Sharding Strategy Comparison

Aspect	Hash-Based	Range-Based	Directory-Based
Distribution	Even	Can be uneven	Controlled
Range queries	Difficult	Efficient	Depends
Adding shards	Requires rehashing	Add new range	Update directory
Hotspot risk	Low	High	Low
Complexity	Low	Medium	High

Consistent Hashing for Sharding

The problem with basic hash-based sharding (hash(key) % N) is that when you add or remove a shard, the modulus changes and almost all keys need to be remapped. Consistent hashing solves this by ensuring that only K/N keys need to be remapped when a shard is added or removed (where K is the total number of keys and N is the number of shards).

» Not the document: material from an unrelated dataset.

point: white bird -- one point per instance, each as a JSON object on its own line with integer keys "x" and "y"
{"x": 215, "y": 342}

With consistent hashing, both servers and keys are placed on a hash ring. Each key is assigned to the nearest server clockwise on the ring. When a server is added or removed, only the keys between it and the previous server on the ring are affected.

Cross-Shard Queries

One of the biggest challenges with sharding is handling queries that span multiple shards. If a query needs data from multiple shards, you must query each shard individually, combine the results, and sort/filter them in the application layer. This is known as a scatter-gather pattern.

Cross-Shard Challenges

Joins across shards: SQL JOINs between tables on different shards are not possible. You must denormalize data or perform joins in application code.
Transactions: ACID transactions across shards require distributed transaction protocols (like 2PC) which are slow and complex.
Aggregations: COUNT, SUM, AVG across all shards require querying every shard and combining results.
Unique constraints: Enforcing uniqueness across shards requires a global lookup or a central authority.

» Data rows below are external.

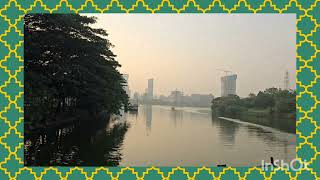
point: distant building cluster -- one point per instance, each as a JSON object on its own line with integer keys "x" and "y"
{"x": 126, "y": 87}
{"x": 175, "y": 98}
{"x": 228, "y": 85}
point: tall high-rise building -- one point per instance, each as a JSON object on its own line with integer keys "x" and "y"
{"x": 228, "y": 84}
{"x": 286, "y": 80}
{"x": 150, "y": 89}
{"x": 126, "y": 87}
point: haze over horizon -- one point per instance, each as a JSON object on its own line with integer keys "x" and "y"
{"x": 183, "y": 51}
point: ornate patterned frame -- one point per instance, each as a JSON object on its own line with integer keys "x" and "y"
{"x": 11, "y": 86}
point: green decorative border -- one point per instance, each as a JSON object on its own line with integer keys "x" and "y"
{"x": 11, "y": 85}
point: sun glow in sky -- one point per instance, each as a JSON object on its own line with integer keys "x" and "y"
{"x": 184, "y": 51}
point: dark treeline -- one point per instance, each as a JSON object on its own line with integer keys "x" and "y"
{"x": 272, "y": 107}
{"x": 70, "y": 70}
{"x": 269, "y": 101}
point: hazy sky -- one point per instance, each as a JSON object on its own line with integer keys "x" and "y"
{"x": 184, "y": 51}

Real-World Sharding Examples

Instagram's Sharding Strategy

Instagram shards their PostgreSQL database by user ID. Each logical shard maps to a PostgreSQL schema within a larger database, and multiple schemas live on each physical server. Their shard key is embedded in their globally unique photo IDs using a custom ID generation scheme:

41 bits for timestamp (milliseconds since custom epoch)
13 bits for logical shard ID
10 bits for auto-incrementing sequence

This allows them to determine the shard for any photo just by looking at its ID, without a lookup table. They use thousands of logical shards distributed across a smaller number of physical servers, making it easy to rebalance by moving logical shards between physical machines.

Discord's Message Storage

Discord shards messages by channel ID. All messages in a channel live on the same shard, which keeps channel-level queries fast. They started with MongoDB but migrated to Cassandra as they scaled. Their shard key is (channel_id, message_id), which ensures messages within a channel are stored together on disk for efficient retrieval.

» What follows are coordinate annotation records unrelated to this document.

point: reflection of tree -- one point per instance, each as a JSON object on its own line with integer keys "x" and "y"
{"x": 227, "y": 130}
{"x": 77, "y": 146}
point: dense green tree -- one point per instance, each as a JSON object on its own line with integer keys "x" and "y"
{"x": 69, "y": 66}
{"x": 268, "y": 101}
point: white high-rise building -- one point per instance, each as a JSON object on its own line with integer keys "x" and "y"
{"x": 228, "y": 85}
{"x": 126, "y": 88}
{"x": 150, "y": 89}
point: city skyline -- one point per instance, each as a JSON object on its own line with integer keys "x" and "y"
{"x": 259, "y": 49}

However, they eventually moved from Cassandra to ScyllaDB (a C++ rewrite of Cassandra) because Cassandra's garbage collection pauses caused latency spikes. This highlights an important lesson: sharding strategy and database technology choice are interconnected decisions.

Sharding Best Practices

Choose the shard key carefully. It should distribute data evenly and align with your most common query patterns.
Avoid resharding if possible. Use consistent hashing and start with more logical shards than you need, mapped to fewer physical servers.
Denormalize data. Accept some data duplication to avoid cross-shard joins.
Test with production-like data. Sharding behavior can vary dramatically based on data distribution.
Have a migration plan. You will need to add shards eventually. Plan for how you will migrate data with minimal downtime.